Biden digs in with fellow Dems on $3.5T plan
WASHINGTON — Pressure mounting but with signs of progress, President Joe Biden is hunkering down at the White House to try to strike a deal and win over two holdout Democratic senators whose support is needed for his potentially historic $3.5 trillion government overhaul.
With Republicans solidly opposed and no Democratic votes to spare, Biden canceled a Wednesday trip to Chicago that was to focus on COVID-19 vaccinations so he could dig in for another day of intense negotiations with lawmakers ahead of crucial votes.
The stakes are as high as ever as Biden and his party try to accomplish a giant legislative lift, promising a vast rewrite of the nation’s balance sheet with an oh-so-slim majority in Congress. His idea is to essentially raise taxes on corporations and the wealthy and use that money to expand government health care, education and other programs — an impact that would be felt in countless American lives.
In one sign of trouble ahead, House Speaker Nancy Pelosi suggested Wednesday that she might delay an expected vote Thursday on a related $1 trillion public works measure that centrist senators want but that progressives are threatening to defeat unless there’s movement on Biden’s broader package.
It’s a pressure point on the senators and other centrist lawmakers to strike an agreement with Biden.
“We take it one step at a time,” said Pelosi, D-Calif., to reporters at the Capitol.
“I want it to pass,” Pelosi said of the $1 trillion infrastructure bill. “So what we wanted to do is to pass tomorrow, and anything that strengthens the hand of a speaker, helps us.”
At the same time, Congress is courting a more immediate crisis.
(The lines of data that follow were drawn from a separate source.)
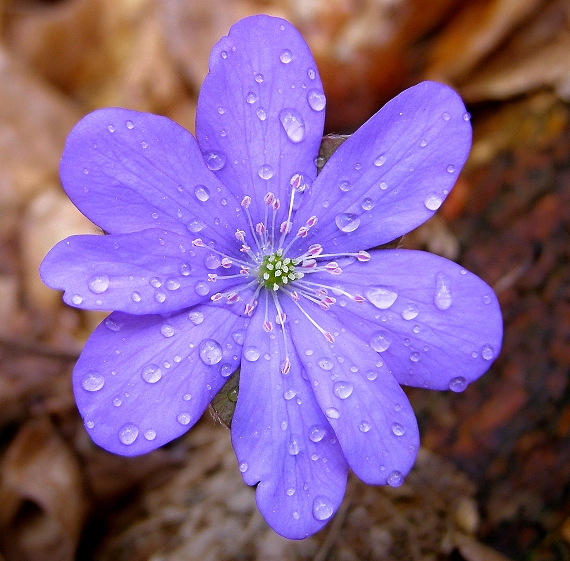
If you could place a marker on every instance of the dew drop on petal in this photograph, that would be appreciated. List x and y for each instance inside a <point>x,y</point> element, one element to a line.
<point>128,433</point>
<point>92,381</point>
<point>322,508</point>
<point>382,297</point>
<point>293,124</point>
<point>151,373</point>
<point>457,384</point>
<point>99,284</point>
<point>316,99</point>
<point>210,352</point>
<point>347,221</point>
<point>342,389</point>
<point>433,201</point>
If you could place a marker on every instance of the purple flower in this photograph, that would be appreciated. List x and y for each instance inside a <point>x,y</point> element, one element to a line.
<point>230,251</point>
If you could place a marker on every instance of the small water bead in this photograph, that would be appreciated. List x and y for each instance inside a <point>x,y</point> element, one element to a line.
<point>251,354</point>
<point>151,373</point>
<point>202,193</point>
<point>343,389</point>
<point>317,433</point>
<point>380,296</point>
<point>316,99</point>
<point>215,161</point>
<point>487,352</point>
<point>398,429</point>
<point>210,352</point>
<point>286,56</point>
<point>92,381</point>
<point>322,508</point>
<point>128,433</point>
<point>265,172</point>
<point>433,201</point>
<point>410,311</point>
<point>150,434</point>
<point>332,413</point>
<point>347,222</point>
<point>457,384</point>
<point>99,283</point>
<point>395,479</point>
<point>380,341</point>
<point>293,124</point>
<point>443,297</point>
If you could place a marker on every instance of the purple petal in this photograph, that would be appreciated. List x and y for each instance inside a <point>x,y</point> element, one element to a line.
<point>148,272</point>
<point>434,324</point>
<point>143,381</point>
<point>368,410</point>
<point>393,172</point>
<point>129,171</point>
<point>261,110</point>
<point>282,440</point>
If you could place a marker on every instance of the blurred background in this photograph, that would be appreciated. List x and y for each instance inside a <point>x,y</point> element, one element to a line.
<point>492,480</point>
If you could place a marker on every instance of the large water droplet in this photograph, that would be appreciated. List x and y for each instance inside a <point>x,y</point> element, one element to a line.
<point>322,508</point>
<point>99,283</point>
<point>342,389</point>
<point>128,433</point>
<point>381,296</point>
<point>251,354</point>
<point>316,99</point>
<point>442,297</point>
<point>380,341</point>
<point>151,373</point>
<point>293,124</point>
<point>92,381</point>
<point>347,221</point>
<point>202,192</point>
<point>210,352</point>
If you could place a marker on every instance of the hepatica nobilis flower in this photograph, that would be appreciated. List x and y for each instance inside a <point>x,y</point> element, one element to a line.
<point>227,250</point>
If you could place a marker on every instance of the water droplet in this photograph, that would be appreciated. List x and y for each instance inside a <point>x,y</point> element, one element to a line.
<point>442,298</point>
<point>410,311</point>
<point>487,352</point>
<point>433,201</point>
<point>395,479</point>
<point>380,341</point>
<point>210,352</point>
<point>347,221</point>
<point>316,99</point>
<point>325,363</point>
<point>364,426</point>
<point>322,508</point>
<point>251,354</point>
<point>293,124</point>
<point>265,171</point>
<point>382,297</point>
<point>92,381</point>
<point>128,433</point>
<point>286,56</point>
<point>215,160</point>
<point>332,413</point>
<point>98,284</point>
<point>150,434</point>
<point>342,389</point>
<point>398,429</point>
<point>317,433</point>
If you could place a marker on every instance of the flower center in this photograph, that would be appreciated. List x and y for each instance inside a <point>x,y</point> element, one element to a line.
<point>276,270</point>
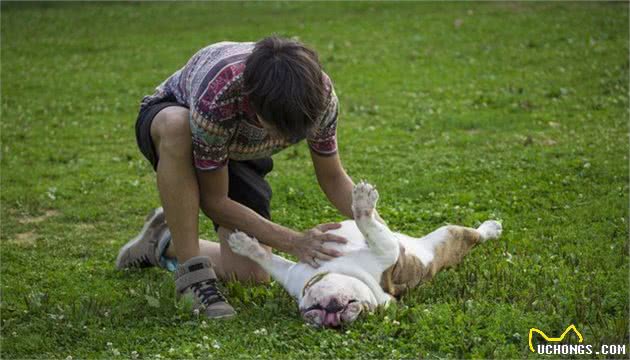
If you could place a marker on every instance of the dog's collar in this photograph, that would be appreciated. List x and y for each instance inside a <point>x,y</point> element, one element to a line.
<point>314,280</point>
Republicans refuse to approve routine legislation to keep the government funded past Thursday’s fiscal yearend and raise the nation’s debt limit to avoid a dangerous default on borrowing. More votes were expected Wednesday and were likely to at least temporarily head off a catastrophe.
With Biden and his party reaching at the same time for what would be a signature policy accomplishment, there is a strong sense that progress is being made, said an administration official who requested anonymity.
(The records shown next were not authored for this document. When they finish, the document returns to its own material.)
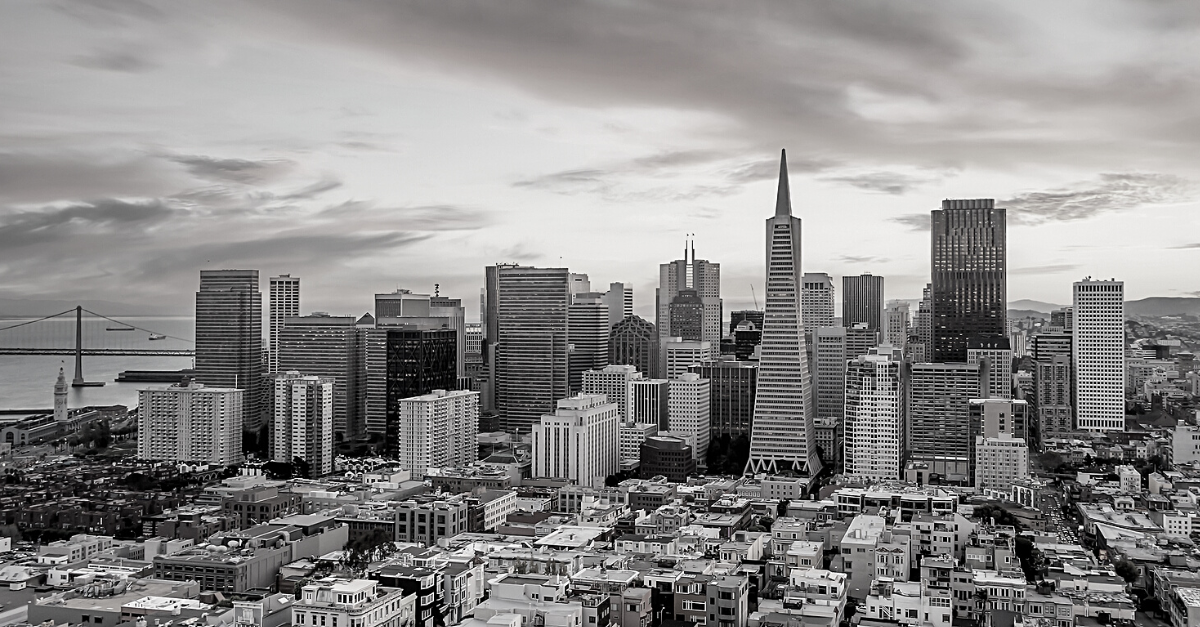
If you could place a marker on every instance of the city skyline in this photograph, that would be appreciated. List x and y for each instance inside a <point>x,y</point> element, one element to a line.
<point>373,174</point>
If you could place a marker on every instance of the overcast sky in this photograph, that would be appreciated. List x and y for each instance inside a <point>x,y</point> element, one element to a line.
<point>372,145</point>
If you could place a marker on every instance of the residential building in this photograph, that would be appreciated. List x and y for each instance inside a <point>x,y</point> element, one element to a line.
<point>783,435</point>
<point>190,422</point>
<point>969,290</point>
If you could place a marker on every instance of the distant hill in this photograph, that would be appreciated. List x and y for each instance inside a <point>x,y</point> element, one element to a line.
<point>1163,306</point>
<point>22,308</point>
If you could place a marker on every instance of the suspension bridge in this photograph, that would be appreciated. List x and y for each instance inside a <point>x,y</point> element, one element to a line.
<point>94,335</point>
All eyes are on Sens. Joe Manchin of West Virginia and Kyrsten Sinema of Arizona, who say the price tag for Biden’s plan is too big but are publicly quiet about a number they can live with.
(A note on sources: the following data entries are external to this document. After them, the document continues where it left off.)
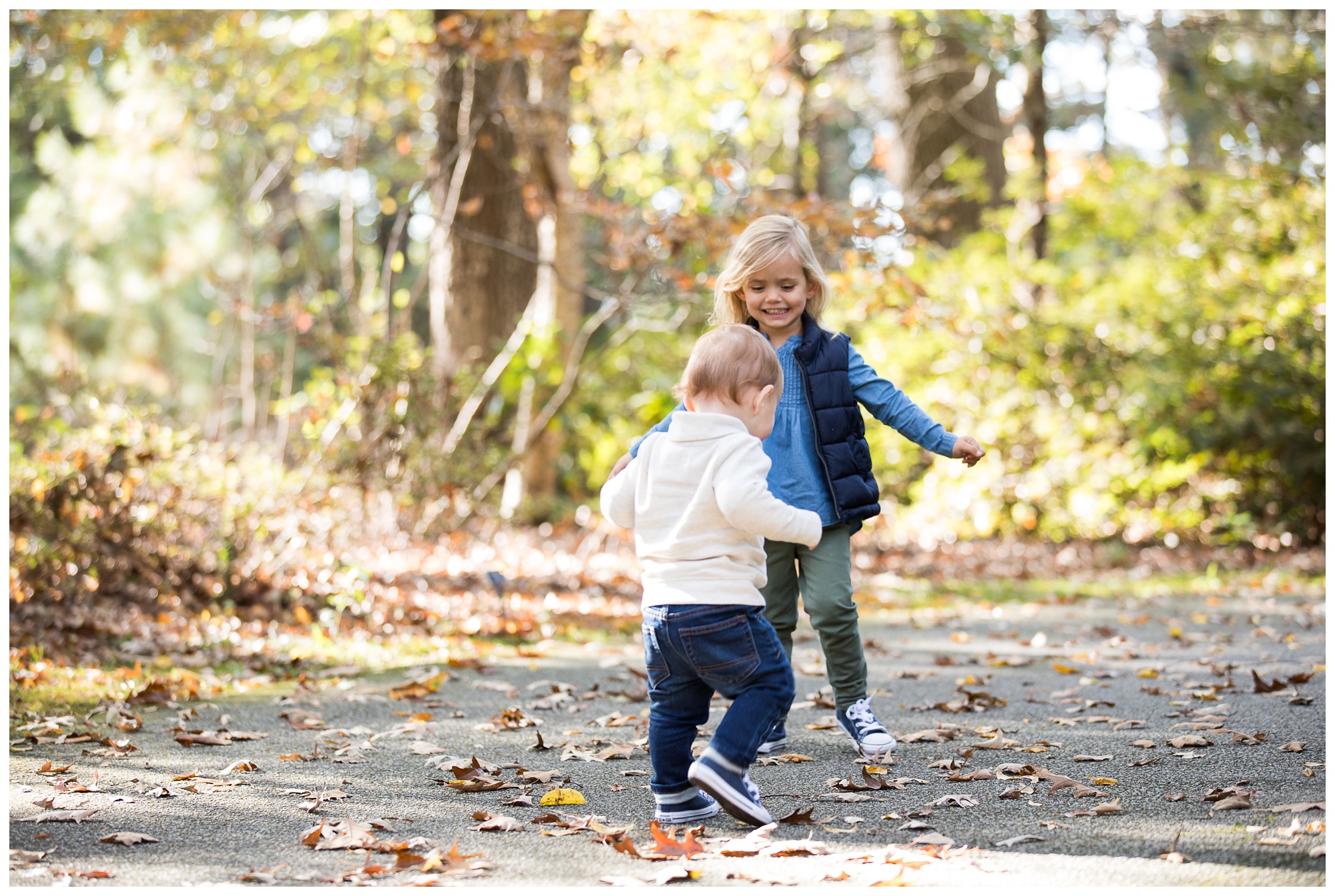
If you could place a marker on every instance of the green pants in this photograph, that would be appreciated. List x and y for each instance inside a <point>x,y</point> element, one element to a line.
<point>824,579</point>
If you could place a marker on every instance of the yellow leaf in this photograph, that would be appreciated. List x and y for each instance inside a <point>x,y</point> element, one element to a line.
<point>563,797</point>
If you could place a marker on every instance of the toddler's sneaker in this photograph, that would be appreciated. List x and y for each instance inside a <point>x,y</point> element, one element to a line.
<point>868,735</point>
<point>731,786</point>
<point>776,739</point>
<point>688,806</point>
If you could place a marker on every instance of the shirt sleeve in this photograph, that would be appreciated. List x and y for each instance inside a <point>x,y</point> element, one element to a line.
<point>659,427</point>
<point>617,499</point>
<point>747,503</point>
<point>894,408</point>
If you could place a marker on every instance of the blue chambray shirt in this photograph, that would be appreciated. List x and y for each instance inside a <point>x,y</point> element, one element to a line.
<point>796,475</point>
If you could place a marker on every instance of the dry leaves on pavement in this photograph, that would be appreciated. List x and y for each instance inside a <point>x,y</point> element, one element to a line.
<point>488,822</point>
<point>78,817</point>
<point>127,838</point>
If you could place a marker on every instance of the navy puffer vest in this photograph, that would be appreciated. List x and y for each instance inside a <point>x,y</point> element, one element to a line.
<point>840,432</point>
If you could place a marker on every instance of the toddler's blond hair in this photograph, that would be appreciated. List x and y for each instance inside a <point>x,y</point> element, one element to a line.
<point>766,240</point>
<point>728,360</point>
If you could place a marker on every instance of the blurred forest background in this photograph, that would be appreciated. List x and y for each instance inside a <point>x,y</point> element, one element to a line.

The president met separately with the two centrist senators at the White House on Tuesday and Democrats are poised to trim the huge measure’s tax proposals and spending goals to meet the overall size they are demanding.
“Really good, honest, straightforward negotiations,” Manchin told reporters back at the Capitol after his White House meeting with Biden. He said he did not give the president a new topline figure.
Biden’s problems with fellow Democrats aren’t just in the Senate. A small number of centrist House Democrats are bristling at the far-reaching scope of his domestic agenda and demanding changes. But progressive lawmakers warn against cutting too much, saying they have already compromised enough.
Applying pressure, progressives are threatening to withhold support for the companion $1 trillion public works measure heading to a vote Thursday, that they say is too meager without Biden’s bigger package assured.
“We’re obviously at a very sensitive time,” said White House press secretary Jen Psaki. The president, she said, is “not going to tell anyone what to do. He’s going to have a discussion, have an engagement.”
Taken together, it’s all putting the entire Biden agenda perilously closer to collapse, with consequences certain to shape his presidency and the lawmakers’ political futures.
Treasury Secretary Janet Yellen told Congress in a letter Tuesday that Oct. 18 is a critical date — the day the Treasury Department will likely exhaust all of its “extraordinary measures” being taken to avoid a default on the government’s obligations.
Yellen urged Congress to “protect the full faith and credit of the United States by acting as soon as possible” to either raise the debt limit or suspend it.
Faced with Republican opposition to linking the routine government funding with the debt limit vote, Democrats are separating the two, stripping out the more-heated debate over the debt limit for another day, closer to a separate October deadline.
The Senate is poised to vote swiftly to provide government funding to avoid a federal shutdown after the Sept. 30 fiscal year end, keeping operations flowing temporarily to Dec. 3. The House could quickly follow.